I should note you can use the plunge base or the standard base in your router table they both come with the lift kit built in.. plus if you like to use the "D" handle base you can get one of them also from Sears, at one time they came with all 3 bases and as a kit,I will post a link and you can still get it at a great price..

And yes I do have 4 of the kits  plus 3 of the 2 1/2HP routers combo kits as well, when I see a great deal I get it ,can't have to many routers 

Sears: Online department store featuring appliances, tools, fitness equipment and more

Craftsman Professional 28084 12.5 amp Corded Fixed/Plunge D-Handle Combination Router : Sears Outlet

From PA,for 60.oo bucks for the kit,new floor model.
PITTSBURGH
1008 Ross Park Mall Dr
Pittsburgh, PA 15237-3803


Good luck with your quest..

====










TedG said:


> I am looking at building or buying a router table and I have a few questions.
> 
> A) I plan on using a dedicated router for the table, should I look at a fixed base and a lift kit or a plunge router? What are the advantages to either?
> 
> ...


----------



## TedG (Jan 25, 2012)

Thank you all for the welcome. My shop is kind of small, basicly a 12 x 24 ~tool~ shed that is now my workshop. Thus I need it to be portable in the sense that I need to move it out of my way when I work with my other tools...so something about 18" to 19" deep would be the max by maybe 24 to 30" long, with storage underneith for my routers, bits, etc. The unit would be on casters.

As far as how heavy of usage it will get is probably light to moderate. This is just a hobby for me as I am preparing for the day when I can stay home and work at something I like instead of going to work because I have to. I figure I have a couple of years to get my shop set up before I can spend most of my days there. Last year I made 3 quilt racks for my wife's family (picture attached). Making the dowels on a Craftmans special that my kids got me years ago for Christmas made it pretty clear that I need to do a major up-grade if I want to keep my sanity.


----------



## MEBCWD (Jan 14, 2012)

Hi Ted,
The Craftsman kit Bob mentions would be a good choice, the people using that router have good things to say about it. 
Here is a link for a good router table package that won't cost you an arm and leg.
T10432 Router Table with Stand
You can add a shelf for some storage space, maybe drawers under the shelf, shop build caster system, the router Bob mentioned and have a real good set up to do some more of those good looking quilt racks.
Later you might want to build a router cabinet, use this top and fence, and buy another tool to put on the stand.
Hope this helps,
Mike


----------



## papawd (Jan 5, 2011)

Welcome Ted, I have a table for sale (really need the space) send me a private message, I can send Ya pics or there is a thred somewhere in the for sale with a few pics posted ....I really need to sell it as my shop is getting very cramped......I will make Ya a good deal


----------



## TedG (Jan 25, 2012)

Ok, If I am going to dedicate a router to a table, should I consider a Shaper instead? What do the router experts say? Would the shaper be a better tool?


----------



## Quillman (Aug 16, 2010)

"should I consider a Shaper instead? "
All day or very frequent doors, drawers and windows?
Then a shaper is called for.


----------



## TedG (Jan 25, 2012)

So are you saying a shaper more for an ~industrial~ setting and is better if there will be heavy usage?


----------



## wbh1963 (Oct 11, 2011)

Hi Ted,

Welcome to the Router Forums. Thanks for joining up and getting to know us some. 

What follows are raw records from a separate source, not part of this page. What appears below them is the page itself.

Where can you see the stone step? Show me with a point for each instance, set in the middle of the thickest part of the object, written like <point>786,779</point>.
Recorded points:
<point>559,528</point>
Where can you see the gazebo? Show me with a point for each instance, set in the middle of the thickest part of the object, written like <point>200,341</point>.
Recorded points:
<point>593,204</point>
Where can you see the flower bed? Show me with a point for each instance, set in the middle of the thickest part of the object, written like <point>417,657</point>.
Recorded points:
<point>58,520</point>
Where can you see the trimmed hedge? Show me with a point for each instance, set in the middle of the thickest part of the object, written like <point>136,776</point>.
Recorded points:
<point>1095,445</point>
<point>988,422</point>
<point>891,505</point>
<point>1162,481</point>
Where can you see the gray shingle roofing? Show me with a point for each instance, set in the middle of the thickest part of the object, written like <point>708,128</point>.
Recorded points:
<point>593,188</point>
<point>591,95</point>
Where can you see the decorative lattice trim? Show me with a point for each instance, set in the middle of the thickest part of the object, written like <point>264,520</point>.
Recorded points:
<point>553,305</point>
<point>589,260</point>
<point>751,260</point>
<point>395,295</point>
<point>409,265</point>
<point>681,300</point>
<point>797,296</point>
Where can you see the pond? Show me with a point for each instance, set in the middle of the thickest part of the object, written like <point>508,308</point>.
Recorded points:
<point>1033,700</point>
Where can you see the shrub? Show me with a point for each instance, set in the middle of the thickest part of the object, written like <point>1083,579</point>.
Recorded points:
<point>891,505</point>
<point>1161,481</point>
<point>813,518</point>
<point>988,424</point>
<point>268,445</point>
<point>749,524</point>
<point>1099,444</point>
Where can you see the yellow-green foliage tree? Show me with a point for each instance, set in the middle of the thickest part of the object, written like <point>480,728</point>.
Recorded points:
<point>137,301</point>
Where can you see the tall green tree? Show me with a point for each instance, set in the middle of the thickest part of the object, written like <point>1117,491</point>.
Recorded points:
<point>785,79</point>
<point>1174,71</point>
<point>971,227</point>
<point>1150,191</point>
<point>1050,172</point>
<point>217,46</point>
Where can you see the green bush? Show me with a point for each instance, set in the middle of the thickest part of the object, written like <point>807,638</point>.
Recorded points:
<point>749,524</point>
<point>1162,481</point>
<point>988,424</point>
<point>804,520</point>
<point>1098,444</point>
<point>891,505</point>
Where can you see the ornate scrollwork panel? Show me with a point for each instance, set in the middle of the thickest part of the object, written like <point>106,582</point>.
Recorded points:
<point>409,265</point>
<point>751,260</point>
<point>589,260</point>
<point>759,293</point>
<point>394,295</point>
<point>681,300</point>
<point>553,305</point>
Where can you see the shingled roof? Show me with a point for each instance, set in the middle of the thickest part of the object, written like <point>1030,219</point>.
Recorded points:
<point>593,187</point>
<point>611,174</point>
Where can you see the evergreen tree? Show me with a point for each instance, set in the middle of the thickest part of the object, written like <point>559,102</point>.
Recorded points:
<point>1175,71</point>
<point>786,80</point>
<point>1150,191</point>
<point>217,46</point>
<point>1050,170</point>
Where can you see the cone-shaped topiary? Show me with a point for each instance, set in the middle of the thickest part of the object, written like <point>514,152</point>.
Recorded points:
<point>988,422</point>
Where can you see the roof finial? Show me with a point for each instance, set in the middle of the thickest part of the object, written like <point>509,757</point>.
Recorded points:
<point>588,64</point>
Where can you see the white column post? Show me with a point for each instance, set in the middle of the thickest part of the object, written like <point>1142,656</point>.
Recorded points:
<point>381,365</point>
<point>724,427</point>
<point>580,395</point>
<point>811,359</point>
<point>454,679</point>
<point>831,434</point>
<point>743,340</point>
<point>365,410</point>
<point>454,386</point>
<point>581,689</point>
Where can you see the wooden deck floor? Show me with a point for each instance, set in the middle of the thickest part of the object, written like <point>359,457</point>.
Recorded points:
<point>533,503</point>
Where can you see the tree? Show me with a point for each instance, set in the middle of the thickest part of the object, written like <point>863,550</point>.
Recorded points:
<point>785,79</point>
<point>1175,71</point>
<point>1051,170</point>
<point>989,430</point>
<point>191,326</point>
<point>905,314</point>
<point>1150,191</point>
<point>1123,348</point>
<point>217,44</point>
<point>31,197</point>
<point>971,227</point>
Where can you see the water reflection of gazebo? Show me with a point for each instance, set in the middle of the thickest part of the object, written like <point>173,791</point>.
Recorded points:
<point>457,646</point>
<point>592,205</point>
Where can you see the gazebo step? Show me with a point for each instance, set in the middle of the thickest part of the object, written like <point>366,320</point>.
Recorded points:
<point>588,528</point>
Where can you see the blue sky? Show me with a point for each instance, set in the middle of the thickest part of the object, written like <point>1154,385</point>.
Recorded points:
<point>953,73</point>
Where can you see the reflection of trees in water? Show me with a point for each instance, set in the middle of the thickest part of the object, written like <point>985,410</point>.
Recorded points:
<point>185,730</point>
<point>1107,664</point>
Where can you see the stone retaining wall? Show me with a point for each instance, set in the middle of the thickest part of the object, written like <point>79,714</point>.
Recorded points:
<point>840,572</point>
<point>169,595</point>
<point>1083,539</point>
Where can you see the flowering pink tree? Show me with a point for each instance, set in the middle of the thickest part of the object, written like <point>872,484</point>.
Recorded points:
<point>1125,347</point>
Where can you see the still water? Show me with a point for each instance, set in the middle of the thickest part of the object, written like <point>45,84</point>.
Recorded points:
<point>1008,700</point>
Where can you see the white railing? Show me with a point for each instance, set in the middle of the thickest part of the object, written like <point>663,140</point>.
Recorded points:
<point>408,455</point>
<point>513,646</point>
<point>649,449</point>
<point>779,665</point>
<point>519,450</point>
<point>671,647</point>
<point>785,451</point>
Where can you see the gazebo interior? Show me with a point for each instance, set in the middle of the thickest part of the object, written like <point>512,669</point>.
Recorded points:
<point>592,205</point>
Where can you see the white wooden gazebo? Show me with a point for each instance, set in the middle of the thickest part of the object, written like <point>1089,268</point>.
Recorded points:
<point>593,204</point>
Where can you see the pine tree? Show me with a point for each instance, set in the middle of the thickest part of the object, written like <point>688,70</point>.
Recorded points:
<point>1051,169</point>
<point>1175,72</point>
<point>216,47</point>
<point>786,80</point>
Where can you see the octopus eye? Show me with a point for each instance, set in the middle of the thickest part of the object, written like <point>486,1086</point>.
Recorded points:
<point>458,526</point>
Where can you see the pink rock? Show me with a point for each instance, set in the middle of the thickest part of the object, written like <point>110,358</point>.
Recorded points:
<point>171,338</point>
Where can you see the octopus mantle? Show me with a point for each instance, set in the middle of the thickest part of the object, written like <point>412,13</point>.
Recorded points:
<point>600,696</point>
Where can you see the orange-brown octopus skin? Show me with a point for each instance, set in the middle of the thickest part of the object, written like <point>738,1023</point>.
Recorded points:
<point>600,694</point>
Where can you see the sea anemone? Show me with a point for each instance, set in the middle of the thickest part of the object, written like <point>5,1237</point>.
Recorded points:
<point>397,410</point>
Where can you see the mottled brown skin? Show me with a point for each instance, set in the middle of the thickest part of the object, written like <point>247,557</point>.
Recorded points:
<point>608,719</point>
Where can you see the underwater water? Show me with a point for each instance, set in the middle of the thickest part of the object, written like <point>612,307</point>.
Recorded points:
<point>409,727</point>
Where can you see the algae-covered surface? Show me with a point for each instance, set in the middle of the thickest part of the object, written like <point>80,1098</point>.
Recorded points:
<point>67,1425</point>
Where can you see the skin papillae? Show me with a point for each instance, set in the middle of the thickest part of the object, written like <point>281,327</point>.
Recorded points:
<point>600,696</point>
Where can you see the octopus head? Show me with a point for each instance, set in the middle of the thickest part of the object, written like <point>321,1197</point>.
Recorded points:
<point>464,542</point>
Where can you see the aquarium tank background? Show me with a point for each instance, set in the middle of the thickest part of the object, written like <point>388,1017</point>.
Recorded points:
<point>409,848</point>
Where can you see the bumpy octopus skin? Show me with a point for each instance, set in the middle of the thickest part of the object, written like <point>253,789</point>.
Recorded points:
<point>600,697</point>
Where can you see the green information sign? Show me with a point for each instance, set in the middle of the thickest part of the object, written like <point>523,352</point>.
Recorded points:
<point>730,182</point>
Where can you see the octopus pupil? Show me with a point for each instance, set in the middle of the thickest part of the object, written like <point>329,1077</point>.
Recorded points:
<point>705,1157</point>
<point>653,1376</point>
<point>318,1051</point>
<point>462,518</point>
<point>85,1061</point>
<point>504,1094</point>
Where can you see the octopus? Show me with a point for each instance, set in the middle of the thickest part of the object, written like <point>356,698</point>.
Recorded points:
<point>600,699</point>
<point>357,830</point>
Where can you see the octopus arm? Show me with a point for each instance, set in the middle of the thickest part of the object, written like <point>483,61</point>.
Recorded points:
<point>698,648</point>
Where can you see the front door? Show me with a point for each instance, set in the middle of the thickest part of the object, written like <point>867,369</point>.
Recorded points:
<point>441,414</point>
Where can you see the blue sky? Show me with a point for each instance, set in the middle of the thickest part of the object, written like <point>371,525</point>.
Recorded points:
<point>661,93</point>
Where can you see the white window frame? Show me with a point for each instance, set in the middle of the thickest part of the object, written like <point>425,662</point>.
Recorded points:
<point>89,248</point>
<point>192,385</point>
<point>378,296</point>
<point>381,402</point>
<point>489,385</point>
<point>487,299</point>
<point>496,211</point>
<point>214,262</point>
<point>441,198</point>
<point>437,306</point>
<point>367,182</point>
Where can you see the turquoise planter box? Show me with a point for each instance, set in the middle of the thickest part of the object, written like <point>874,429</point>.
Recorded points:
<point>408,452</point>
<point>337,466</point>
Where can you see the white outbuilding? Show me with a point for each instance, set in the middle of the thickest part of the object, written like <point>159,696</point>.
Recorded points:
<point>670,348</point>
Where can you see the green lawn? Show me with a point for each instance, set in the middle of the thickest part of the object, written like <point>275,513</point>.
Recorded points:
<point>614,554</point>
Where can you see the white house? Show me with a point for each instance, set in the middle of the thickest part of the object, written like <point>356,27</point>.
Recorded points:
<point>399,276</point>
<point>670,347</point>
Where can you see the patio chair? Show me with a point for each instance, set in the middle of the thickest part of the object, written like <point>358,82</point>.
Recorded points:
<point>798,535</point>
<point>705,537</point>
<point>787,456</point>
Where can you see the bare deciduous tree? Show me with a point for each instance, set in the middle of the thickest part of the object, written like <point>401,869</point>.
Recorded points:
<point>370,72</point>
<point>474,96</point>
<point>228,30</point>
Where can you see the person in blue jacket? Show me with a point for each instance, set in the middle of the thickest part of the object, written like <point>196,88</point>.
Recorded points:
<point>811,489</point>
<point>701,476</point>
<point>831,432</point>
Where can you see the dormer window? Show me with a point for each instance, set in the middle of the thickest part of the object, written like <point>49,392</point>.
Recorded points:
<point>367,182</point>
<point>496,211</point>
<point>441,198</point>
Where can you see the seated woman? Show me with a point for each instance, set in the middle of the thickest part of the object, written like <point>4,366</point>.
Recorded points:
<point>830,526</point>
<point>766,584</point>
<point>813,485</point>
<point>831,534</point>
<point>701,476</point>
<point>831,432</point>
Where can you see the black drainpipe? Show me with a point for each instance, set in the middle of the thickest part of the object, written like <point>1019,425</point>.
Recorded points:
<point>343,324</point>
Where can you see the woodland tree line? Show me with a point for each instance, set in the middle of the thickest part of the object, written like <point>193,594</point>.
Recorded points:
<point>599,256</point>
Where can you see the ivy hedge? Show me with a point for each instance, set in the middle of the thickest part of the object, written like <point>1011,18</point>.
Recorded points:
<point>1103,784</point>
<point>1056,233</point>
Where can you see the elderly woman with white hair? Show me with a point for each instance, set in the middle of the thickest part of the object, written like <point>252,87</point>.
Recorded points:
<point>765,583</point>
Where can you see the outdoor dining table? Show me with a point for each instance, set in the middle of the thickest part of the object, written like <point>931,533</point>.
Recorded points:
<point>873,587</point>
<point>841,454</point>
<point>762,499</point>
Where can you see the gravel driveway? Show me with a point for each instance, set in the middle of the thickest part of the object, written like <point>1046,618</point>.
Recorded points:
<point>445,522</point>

Use of the word 'shaper' in this thread caught my attention and prodded me into doing a 'modest' amount of research on the topic of 'woodworking shapers'. The general impression I got was they are in fact an 'industrial strength' approach to doing a high volume of 'contouring cuts' that could alternatively be done on router table. Casual reading of some sites that sell them suggests they carry price tags
that are a lot more industrial strength to. A single cutting head for a shaper that only carves one specific contour could easily cost more than some of us spend on a router, but from what I read on wikipedia about shapers, it could chew through thousands of feet of board stock a day and be asking for more with a smile....

Good luck with your quest on finding the set up that meets 'your needs'.



TedG said:


> So are you saying a shaper more for an ~industrial~ setting and is better if there will be heavy usage?


----------



## MEBCWD (Jan 14, 2012)

TedG said:


> Ok, If I am going to dedicate a router to a table, should I consider a Shaper instead? What do the router experts say? Would the shaper be a better tool?


Ted I have a shaper, a table with a 3 1/4 hp Porter cable router, a table wit a Porter Cable 890 2 /14 hp router, and bench top tables I use with Porter Cable and Bosch laminate trimmers.

The Shaper is in the far corner of the shop, the 3 1/4 hp Porter cable is parked right next to it, I use the laminate trimmers the most and PC 890 when I need more power.

Unless you are going to build a lot of furniture or make trim for a living you sure don't need a shaper. Just put a good router table package together, you'll be happier.

Mike


----------



## dicey (Dec 27, 2011)

hey how much you wanting for the table saw and do you still have that router table? I just got some money now and need both. get back to me okay? thanks


----------



## TedG (Jan 25, 2012)

Mike, thanks for the input.. it is exactly what I was looking for, just simple explaination for a simple fella as to why to use either. I have been leaning towards a good table with a good router, but then I saw a shaper for a little less $. Again...thank you!


----------



## MEBCWD (Jan 14, 2012)

Ted,
As bill pointed out the price tag for shaper cutters is another consideration, they ain't cheap!.


----------



## TedG (Jan 25, 2012)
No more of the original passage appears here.